The violent nature of Kenyan politics however has always hampered women from seeking political leadership. The few who hold political positions today have come a long way and none of them has had it easy. One of the reasons for this is off course the persistence of an extremely patriarchal political system Kenya has had since 1963.

The new constitution has however given Kenyan women a new momentum. They now feel ready to democratically take on their male counterparts for leadership positions in the public sector. Several organizations have been organizing forums and seminars to ensure the momentum continues into 2012 general elections and beyond.

Since the new constitution was promulgated in August 2010, a few women have been appointment to key public offices but this has not changed the statistics by any margin. According to a 2009 survey by the Ministry of Gender, only 30.9 per cent of those employed in the public service are women, 72 per cent of them are in the lower cadres. The same inequity exists in the judiciary, political parties, and political representation.

Women hold only about 10 per cent of the seats in the 10th Parliament. The situation would have been different if the country had necessitated a women friendly political environment like Rwanda, Uganda and Tanzania. The trio now leads global statistics on women’s representation in elective politics at 56.3%, 31% and 30% respectively.

The provision of special seats for women in chapter seven of the new constitution will obviously increase women representation in parliament and county governments. The new constitution has also promised to create a friendly political environment in future elections. This should encourage women to seek elective posts as aggressively as their male counterparts even as they remain upbeat about the special seats.

The third African Women in Political Leadership Conference held in Nairobi on August this year endeavored to put the issue of women leadership into perspective. The conference was organized by the African Women’s Development and Communication Network (FEMNET). From their discussions, women seeking leadership were urged not to be motivated by the desire to dislodge men from politics.

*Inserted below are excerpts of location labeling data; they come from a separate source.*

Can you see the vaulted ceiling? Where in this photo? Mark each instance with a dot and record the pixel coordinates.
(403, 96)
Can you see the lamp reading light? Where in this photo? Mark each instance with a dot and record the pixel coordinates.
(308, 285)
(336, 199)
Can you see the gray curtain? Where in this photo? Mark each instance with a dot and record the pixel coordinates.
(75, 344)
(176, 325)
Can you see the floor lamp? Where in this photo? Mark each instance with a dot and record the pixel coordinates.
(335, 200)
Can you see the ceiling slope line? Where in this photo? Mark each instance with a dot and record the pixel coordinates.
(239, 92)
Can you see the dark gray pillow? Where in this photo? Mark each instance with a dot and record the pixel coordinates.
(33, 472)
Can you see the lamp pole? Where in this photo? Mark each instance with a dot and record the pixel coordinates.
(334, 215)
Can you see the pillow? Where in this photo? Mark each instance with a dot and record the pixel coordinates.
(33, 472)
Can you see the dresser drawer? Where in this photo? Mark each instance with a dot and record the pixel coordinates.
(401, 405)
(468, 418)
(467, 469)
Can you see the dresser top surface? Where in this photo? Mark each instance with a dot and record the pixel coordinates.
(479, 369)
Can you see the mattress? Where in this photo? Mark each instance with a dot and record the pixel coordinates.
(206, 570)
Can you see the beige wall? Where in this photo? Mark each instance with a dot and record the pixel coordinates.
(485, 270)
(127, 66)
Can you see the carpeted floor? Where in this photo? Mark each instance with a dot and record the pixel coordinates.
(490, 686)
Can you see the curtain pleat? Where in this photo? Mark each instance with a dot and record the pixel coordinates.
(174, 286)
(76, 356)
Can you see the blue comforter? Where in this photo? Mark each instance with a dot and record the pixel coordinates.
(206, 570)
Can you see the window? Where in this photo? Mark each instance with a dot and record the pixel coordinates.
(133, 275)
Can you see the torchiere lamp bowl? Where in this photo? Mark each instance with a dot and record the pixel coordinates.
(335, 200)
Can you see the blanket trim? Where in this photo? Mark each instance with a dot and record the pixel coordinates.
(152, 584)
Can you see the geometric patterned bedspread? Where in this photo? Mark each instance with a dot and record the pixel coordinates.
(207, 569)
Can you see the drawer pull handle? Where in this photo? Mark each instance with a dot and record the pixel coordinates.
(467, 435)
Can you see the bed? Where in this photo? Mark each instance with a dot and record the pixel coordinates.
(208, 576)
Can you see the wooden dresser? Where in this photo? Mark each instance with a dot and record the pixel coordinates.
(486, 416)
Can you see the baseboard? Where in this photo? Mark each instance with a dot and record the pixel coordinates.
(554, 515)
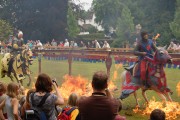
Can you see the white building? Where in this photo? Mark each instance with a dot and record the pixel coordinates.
(90, 20)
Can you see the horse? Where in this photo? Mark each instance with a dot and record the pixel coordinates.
(156, 78)
(20, 66)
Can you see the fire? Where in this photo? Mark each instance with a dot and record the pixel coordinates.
(26, 90)
(172, 109)
(178, 88)
(74, 84)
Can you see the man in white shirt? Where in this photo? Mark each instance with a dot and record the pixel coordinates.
(66, 44)
(97, 44)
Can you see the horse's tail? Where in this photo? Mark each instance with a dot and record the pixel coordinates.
(123, 78)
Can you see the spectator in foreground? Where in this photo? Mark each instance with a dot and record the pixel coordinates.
(100, 105)
(157, 114)
(26, 105)
(11, 102)
(71, 106)
(43, 87)
(3, 96)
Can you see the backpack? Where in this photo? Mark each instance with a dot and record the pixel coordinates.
(33, 114)
(65, 114)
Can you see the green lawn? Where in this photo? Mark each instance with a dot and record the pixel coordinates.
(57, 69)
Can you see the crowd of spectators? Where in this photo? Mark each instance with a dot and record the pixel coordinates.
(37, 44)
(174, 47)
(101, 105)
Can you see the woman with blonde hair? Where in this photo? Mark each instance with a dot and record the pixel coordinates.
(44, 86)
(71, 109)
(11, 102)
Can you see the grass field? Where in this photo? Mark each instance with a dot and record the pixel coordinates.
(57, 69)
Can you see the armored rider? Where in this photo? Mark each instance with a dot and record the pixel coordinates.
(17, 44)
(145, 47)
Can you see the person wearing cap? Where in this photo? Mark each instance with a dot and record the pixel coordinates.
(145, 47)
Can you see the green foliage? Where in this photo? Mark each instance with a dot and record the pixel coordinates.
(5, 30)
(175, 25)
(73, 28)
(38, 19)
(153, 15)
(125, 28)
(107, 12)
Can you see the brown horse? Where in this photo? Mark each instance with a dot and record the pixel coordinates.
(156, 78)
(20, 66)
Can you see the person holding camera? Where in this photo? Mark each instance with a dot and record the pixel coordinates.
(44, 85)
(100, 105)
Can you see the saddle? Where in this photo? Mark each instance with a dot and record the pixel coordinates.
(133, 69)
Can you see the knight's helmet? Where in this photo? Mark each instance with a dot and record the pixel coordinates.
(18, 40)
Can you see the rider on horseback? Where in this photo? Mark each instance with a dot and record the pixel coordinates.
(17, 44)
(144, 47)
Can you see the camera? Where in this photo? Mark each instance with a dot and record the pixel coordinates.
(29, 111)
(54, 81)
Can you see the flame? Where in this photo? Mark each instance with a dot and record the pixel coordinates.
(178, 88)
(26, 90)
(172, 109)
(156, 37)
(74, 84)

The struggle for change will be futile if political campaigns are reduced to women versus men affair. This may trigger gender animosities which will deter citizens from focusing of the big picture of eradicating poverty. Women have succeeded in countries like Rwanda not on a gender platter but on transformational leadership and their motherly instincts they bring to the table.

Women must proof wrong skeptics who have perpetuated the notion that women forget the plight of their fellow women as soon as they occupy political positions. There have also been claims from various quotas that once women are in power, they succumb to stigma from men who ridicule and undermine them at the slightest mistake they make. While this may have been the case in the past, it should not be allowed in the new dispensation.

Even as women eagerly wait for 2012, it should be remembered that the gender equality evangelism is not an event but a continuous battle that has to be won at every point. This is the critical time that those in leadership should help strengthen the capacity of women by institutionalizing the gender policy. Working closely with commissions on gender equality and using monitoring and evaluation mechanisms will be an essential weapon.